Is the portfolio career performance just my latest? Writing about creator economics, performing expertise about the creator path, whilst still figuring it out myself…
The reckoning
Before this draft I’d started writing about slow creators and "imposter syndrome" before I caught myself. That moment was instructive, because I realised I was writing it to convince myself as much as my audience.
But what if the career fragments above aren't evidence of my inability to commit? What if they served a purpose? What if the actualising tendency that kept pulling me away from perfectly reasonable paths was worth following, even when it looked chaotic from the outside?
My mind tells me I should have this figured it out by now. That other people my age have clear trajectories and impressive credentials. If I'd picked one thing and stuck with it, I'd be further along.
But further along towards what, exactly?
I'm starting to suspect that the portfolio career many of us are building – this messy combination of writing, consulting, creating, thinking – is what actualising tendency looks like in a world where the traditional careers no longer make sense.
I'm still figuring this out, obviously. Still carrying my baggage, still performing confidence I don't always feel. But I'm interested in what might happen if I stop trying to resolve the tension and start working with it instead.
What do you think? I'd love to hear your thoughts in the comments - especially if you've experimented something similar or you’re building a portfolio career yourself. I think the most valuable insights come when thoughtful practice is applied in the real world. That's why I'm documenting my own journey of navigating the creator economic, growing a consultancy, and sharing both the successes and the learning moments as they happen.
I help service business founders build functional systems and distinctive positioning through my consultancy, Designing Value. My approach prioritises practical strategy over generic solutions.
I love this. I wrestle with all of it. Take it from me: A PhD doesn’t shield you from these doubts.

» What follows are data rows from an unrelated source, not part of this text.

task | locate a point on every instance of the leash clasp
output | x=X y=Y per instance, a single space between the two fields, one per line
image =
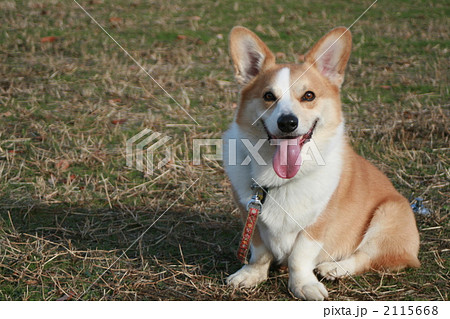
x=258 y=197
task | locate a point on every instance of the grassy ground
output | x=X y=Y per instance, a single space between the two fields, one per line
x=69 y=206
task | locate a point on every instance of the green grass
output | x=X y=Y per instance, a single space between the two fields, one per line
x=61 y=228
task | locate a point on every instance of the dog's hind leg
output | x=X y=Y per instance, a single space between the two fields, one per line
x=390 y=243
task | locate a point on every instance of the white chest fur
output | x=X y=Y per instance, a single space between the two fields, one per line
x=291 y=205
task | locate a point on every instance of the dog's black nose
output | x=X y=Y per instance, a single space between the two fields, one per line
x=287 y=123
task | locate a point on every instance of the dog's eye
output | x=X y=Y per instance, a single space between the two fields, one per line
x=308 y=96
x=269 y=97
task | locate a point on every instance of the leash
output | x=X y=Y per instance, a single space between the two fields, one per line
x=254 y=208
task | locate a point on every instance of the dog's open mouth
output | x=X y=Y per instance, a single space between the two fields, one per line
x=287 y=159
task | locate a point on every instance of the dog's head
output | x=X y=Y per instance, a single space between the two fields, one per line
x=290 y=103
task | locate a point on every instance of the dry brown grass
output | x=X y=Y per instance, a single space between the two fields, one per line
x=69 y=207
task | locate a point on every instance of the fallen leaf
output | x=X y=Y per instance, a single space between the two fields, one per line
x=118 y=121
x=280 y=55
x=114 y=101
x=63 y=165
x=48 y=39
x=115 y=19
x=69 y=179
x=15 y=151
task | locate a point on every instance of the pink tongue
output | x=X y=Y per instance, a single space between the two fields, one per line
x=287 y=158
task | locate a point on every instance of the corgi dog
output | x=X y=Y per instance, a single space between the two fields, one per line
x=337 y=217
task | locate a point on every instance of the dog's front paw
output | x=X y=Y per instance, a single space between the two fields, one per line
x=248 y=276
x=311 y=291
x=332 y=270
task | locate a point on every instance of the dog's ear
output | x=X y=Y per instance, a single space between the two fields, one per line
x=330 y=55
x=250 y=55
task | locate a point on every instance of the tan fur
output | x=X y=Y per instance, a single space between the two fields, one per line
x=366 y=224
x=366 y=198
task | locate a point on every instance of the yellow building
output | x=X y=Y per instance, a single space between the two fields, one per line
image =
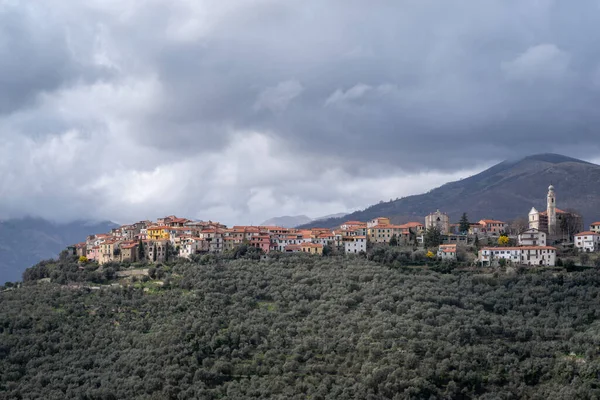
x=384 y=233
x=158 y=232
x=312 y=248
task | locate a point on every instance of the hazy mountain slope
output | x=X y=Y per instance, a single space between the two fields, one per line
x=24 y=242
x=504 y=191
x=293 y=221
x=287 y=221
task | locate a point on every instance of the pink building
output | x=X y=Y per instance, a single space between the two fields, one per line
x=93 y=253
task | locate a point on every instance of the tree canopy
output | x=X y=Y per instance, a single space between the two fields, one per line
x=297 y=327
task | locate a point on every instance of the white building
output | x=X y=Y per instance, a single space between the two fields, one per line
x=587 y=241
x=438 y=220
x=447 y=252
x=355 y=245
x=524 y=255
x=532 y=237
x=378 y=221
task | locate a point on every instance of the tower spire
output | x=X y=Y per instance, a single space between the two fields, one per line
x=551 y=210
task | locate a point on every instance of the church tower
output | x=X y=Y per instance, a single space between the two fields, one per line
x=551 y=210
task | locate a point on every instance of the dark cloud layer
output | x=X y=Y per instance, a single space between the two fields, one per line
x=119 y=105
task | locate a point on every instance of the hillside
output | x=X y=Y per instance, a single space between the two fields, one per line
x=287 y=221
x=505 y=191
x=299 y=327
x=293 y=221
x=26 y=241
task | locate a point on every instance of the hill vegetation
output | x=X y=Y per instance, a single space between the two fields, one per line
x=505 y=191
x=298 y=327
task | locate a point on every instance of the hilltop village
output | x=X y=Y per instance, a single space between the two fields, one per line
x=496 y=242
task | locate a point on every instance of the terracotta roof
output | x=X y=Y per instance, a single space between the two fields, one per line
x=558 y=211
x=492 y=221
x=313 y=245
x=520 y=248
x=387 y=227
x=412 y=225
x=587 y=233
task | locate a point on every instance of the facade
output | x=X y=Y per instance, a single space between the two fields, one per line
x=558 y=224
x=158 y=232
x=523 y=255
x=378 y=221
x=384 y=233
x=292 y=248
x=532 y=237
x=351 y=225
x=129 y=252
x=475 y=229
x=587 y=241
x=355 y=245
x=454 y=239
x=312 y=248
x=492 y=227
x=447 y=252
x=158 y=250
x=438 y=220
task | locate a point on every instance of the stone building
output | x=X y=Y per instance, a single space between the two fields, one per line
x=438 y=220
x=558 y=224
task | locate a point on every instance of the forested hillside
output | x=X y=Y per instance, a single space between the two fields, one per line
x=298 y=327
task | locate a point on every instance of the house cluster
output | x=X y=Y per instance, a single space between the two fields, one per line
x=551 y=226
x=171 y=236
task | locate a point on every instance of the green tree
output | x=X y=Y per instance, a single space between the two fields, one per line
x=464 y=223
x=433 y=237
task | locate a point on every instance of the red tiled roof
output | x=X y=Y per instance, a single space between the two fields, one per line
x=586 y=233
x=520 y=248
x=412 y=225
x=492 y=221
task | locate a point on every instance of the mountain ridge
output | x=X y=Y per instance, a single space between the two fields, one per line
x=505 y=191
x=26 y=241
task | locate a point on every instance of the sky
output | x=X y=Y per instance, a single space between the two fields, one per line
x=242 y=110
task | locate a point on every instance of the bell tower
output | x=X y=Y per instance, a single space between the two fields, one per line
x=551 y=210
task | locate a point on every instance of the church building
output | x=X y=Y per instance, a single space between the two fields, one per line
x=558 y=224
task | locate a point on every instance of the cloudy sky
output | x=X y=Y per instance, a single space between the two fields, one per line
x=240 y=110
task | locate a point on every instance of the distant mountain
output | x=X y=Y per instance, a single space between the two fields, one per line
x=505 y=191
x=293 y=221
x=26 y=241
x=287 y=221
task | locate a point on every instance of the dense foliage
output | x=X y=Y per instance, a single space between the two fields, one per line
x=295 y=327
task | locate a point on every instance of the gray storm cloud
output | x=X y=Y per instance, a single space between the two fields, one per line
x=239 y=110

Since I’ve been on Substack, I’ve seen advice to always offer my readers tools in order to deliver value and keep them coming back. I’m uncomfortable with that. Half the problems I write about I’ve only got partially figured out. I share what I think might help but can’t boil any of it down into a three-step process or whatever. That’s why I teach and work with people one-on-one. These things are messy. I prefer to wrestle them live, together. But, yes, I feel like I’m not being a very effective marketer because I’m not posting advice.
Maybe it’s not about being an expert at all. Maybe it’s about being brave enough to reflect publicly. I think most people want more of that and less of the shiny know it all.
I also think watching and following someone’s thought process is more instructive than the lecture that comes at the end.
Finally - thx for introducing me to the concept of the actualising tendency.